Touch is important for more than verifying the truth of being; it is also important for verifying the truth of love. Some of us are less comfortable being touched than others, it is true, but the embrace of a loved one can often be a great comfort. Surely none of us spurned our mother’s arms when we were too small to stand on our own, and when we are old we hope that there will be those who will bear us to our place of rest. A human embrace, when given with earnest love, tells us “I will hold you when you cannot bear yourself”, something which all of us, mortals prone to material corruption that we are, long to hear, to be reassured of.

 

Our Lord knows this of us. He knows that we are tactile creatures, easily frightened and afraid of our own weakness, and that we need to know that someone is there for us. And so, though He is beyond all flesh and needs nothing for Himself, He has taken on a body so that He might come amongst us. Through the Incarnation, the Lord of Heaven came to hold us. He could have reassured us of His love via some other means, but He has chosen this way because He knows what sort of creatures we are; He has lowered Himself to meet our needs.

 

Indeed, we can see in St. Thomas’s incredulity our own hesitation. I will not believe until I can put my fingers in His wounds, until I can touch Him and see that He is not some hallucination! What a thing to demand of the God whose substance is Being itself!

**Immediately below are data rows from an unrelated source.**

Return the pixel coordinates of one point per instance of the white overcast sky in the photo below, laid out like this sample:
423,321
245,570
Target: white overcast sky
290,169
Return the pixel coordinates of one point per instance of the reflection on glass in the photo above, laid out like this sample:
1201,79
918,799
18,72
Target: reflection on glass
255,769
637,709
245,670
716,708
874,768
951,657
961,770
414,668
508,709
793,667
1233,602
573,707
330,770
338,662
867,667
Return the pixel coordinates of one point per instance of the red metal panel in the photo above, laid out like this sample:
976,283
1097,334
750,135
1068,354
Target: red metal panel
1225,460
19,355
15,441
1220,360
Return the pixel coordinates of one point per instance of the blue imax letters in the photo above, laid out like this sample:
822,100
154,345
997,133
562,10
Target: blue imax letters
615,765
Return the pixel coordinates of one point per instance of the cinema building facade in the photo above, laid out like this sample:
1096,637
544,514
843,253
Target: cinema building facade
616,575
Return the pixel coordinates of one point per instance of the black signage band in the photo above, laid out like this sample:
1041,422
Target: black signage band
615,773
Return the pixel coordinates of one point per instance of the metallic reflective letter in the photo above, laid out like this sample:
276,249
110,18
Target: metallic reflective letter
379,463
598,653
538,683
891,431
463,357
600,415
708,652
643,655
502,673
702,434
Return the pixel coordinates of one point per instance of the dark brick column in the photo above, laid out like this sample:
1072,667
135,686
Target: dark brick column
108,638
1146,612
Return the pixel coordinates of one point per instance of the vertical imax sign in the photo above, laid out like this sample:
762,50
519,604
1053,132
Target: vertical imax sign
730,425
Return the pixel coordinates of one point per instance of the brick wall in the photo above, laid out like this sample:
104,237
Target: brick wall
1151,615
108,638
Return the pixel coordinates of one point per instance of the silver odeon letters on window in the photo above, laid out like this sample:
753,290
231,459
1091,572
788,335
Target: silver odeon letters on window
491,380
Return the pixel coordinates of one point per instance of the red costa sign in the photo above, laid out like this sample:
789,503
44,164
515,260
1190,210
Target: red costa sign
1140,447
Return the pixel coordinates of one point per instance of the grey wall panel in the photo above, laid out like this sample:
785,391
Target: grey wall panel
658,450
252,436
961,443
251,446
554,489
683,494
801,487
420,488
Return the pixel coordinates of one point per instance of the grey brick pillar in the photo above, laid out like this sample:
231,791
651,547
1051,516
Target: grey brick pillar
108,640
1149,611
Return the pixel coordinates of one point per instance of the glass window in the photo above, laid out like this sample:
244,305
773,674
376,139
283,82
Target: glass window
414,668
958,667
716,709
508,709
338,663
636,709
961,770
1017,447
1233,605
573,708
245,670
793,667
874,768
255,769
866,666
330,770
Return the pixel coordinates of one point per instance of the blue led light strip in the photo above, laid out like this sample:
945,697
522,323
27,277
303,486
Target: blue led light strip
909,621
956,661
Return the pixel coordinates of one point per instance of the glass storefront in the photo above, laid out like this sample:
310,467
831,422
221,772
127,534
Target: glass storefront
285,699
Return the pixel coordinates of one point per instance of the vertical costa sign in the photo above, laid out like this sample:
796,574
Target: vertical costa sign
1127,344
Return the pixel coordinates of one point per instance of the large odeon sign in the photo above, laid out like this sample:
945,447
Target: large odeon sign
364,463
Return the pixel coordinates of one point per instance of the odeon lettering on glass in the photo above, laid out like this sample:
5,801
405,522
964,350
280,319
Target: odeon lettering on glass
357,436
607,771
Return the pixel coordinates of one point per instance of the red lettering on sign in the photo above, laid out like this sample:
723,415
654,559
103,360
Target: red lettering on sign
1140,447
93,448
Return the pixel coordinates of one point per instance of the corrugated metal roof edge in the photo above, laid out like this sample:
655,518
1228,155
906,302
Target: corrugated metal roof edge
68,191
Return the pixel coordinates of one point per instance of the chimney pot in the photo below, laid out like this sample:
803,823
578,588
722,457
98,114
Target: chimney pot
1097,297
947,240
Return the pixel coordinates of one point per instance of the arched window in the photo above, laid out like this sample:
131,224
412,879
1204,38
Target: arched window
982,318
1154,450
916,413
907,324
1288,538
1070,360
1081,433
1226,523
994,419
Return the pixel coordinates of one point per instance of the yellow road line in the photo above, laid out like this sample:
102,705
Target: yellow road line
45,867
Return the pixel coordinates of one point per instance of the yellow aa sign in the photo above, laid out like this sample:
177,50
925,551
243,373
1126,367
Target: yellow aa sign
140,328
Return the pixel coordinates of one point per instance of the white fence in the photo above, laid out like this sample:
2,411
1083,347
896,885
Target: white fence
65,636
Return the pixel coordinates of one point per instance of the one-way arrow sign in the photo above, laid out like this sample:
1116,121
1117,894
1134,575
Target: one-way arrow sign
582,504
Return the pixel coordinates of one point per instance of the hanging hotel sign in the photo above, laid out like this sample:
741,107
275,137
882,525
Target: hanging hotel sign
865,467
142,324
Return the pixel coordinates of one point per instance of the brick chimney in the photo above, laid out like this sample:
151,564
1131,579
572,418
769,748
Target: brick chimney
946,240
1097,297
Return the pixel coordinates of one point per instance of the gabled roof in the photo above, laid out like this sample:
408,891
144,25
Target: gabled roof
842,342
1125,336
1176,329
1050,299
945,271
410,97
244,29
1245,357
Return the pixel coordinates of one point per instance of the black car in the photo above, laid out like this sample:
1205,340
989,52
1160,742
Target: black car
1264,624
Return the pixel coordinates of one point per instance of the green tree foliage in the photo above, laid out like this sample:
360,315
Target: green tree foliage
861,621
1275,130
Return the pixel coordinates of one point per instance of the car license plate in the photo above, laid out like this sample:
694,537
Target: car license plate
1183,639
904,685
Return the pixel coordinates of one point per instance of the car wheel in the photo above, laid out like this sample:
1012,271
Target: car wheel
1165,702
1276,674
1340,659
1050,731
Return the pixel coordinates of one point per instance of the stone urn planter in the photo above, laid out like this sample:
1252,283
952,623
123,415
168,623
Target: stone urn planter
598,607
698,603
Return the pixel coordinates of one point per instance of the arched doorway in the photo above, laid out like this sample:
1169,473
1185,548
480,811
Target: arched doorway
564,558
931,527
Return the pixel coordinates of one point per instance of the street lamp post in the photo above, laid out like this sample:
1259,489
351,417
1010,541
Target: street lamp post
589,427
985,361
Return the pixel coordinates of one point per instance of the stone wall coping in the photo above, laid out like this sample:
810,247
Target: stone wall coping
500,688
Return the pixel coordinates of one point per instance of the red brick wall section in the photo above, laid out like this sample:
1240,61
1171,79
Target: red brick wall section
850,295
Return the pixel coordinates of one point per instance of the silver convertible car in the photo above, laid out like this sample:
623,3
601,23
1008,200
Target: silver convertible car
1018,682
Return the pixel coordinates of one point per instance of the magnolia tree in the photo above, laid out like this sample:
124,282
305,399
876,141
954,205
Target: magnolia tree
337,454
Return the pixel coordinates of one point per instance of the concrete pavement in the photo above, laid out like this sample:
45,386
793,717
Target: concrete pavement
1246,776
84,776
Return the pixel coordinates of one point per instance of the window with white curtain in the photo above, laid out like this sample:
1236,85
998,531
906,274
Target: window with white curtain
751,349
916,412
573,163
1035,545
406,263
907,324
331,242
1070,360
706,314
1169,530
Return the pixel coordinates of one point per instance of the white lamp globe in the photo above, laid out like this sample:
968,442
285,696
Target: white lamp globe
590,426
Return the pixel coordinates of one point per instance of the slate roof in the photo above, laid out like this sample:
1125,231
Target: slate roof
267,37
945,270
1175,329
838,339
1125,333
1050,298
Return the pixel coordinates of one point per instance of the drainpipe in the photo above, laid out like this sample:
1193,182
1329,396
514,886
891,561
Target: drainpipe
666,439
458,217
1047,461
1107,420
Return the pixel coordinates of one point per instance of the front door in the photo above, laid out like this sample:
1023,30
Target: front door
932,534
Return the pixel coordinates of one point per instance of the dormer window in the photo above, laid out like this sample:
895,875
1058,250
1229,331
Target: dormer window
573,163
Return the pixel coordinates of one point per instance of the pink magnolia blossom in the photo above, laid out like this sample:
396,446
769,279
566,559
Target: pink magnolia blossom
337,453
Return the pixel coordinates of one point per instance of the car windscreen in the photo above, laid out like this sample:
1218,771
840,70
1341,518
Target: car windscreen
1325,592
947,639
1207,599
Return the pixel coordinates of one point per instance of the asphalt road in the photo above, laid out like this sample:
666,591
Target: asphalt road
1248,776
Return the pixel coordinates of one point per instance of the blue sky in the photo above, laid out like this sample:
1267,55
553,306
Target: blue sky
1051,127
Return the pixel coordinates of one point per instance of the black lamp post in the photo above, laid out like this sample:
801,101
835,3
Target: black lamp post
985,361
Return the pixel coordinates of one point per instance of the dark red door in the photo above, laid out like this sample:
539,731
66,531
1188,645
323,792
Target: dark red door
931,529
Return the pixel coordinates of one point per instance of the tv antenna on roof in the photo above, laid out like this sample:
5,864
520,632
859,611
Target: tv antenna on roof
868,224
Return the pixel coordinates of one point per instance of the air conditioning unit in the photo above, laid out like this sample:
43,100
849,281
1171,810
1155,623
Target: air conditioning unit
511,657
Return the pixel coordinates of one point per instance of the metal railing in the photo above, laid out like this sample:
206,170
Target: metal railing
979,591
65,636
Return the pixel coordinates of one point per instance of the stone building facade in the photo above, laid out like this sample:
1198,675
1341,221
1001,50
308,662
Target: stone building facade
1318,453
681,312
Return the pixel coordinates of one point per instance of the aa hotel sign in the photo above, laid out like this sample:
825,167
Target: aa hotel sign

And yet Our Lord did not deny this to Thomas, because He loved Him. In fact He sought Thomas out, and invited Him directly, granting Him explicit permission to prod the Wounds by which our salvation was wrought. And Thomas knew at last that this was truly God, and fell down in fear and reverence of the Lord who stood before him.

 

And this was surely not the only time that God, who had become man, reassured His followers by His touch. He became a man, which meant that He had hands with which to pat shoulders, and arms to wrap around them. He had a brow to press against theirs, and a voice to laugh and let them know that there was no need to worry. How blessed were those who walked with Christ, that the King of Heaven and Earth, the One who had created all things, lived amongst them as their brother! How blessed they were, to touch the Body of Christ and know that He was with them and that He loved them.

 

How blessed we are, my brothers, for we too feel the reassuring touch of the Body of Christ. It is not without cause that we call the Church by this name, for whenever any of us reaches out to another, we reach out on behalf of the One who has given us that hand, and who, if we lose it in service to Him, shall be pleased to give us one anew in the life to come. In Christ, we have all become brothers with Him (for He has given us His Glorious Father and His Holy Mother as our own) and with one another, and so by embracing our brothers in love we embrace Him. Do you know what I mean? Let me show you a picture:

RarePio

The man pictured reading is St. Pio of Pietrelcina, often referred to fondly as “Padre Pio”. He is wearing fingerless gloves because he bears the stigmata. He was a man of truly miraculous holiness, who received tremendous visions and worked great miracles, and whose life shocked the world, because the 20th century certainly did not think itself the time for a saint like Padre Pio.

 

And yet to the men gathered around him, he was also their brother friar. They stand shoulder to shoulder with him. They smile at him, and at the joy of being in a group photo with their brother. One friar even rests his head upon him, as John rested His head upon Christ. These men were not born brothers in the flesh, but they were united through Baptism in brotherhood with Padre Pio, with one another, and with Our Lord Jesus Christ. As am I, and as are you.

 

Perhaps you do not know any stigmatics; few of us in any age do. But you have me, and I have you, and we have those with us when we go to Mass or whenever we gather in Christian fellowship. When we embrace our brothers, we embrace the Brother we share. And as if that were not enough (we are such needy creatures, Oh Lord!) when we receive the Eucharist at Easter (or indeed throughout the year) God Himself comes down to us from Heaven yet again, and touches us with His Divine Body. He is here, and He is real, and He loves us even beyond death. Remember this.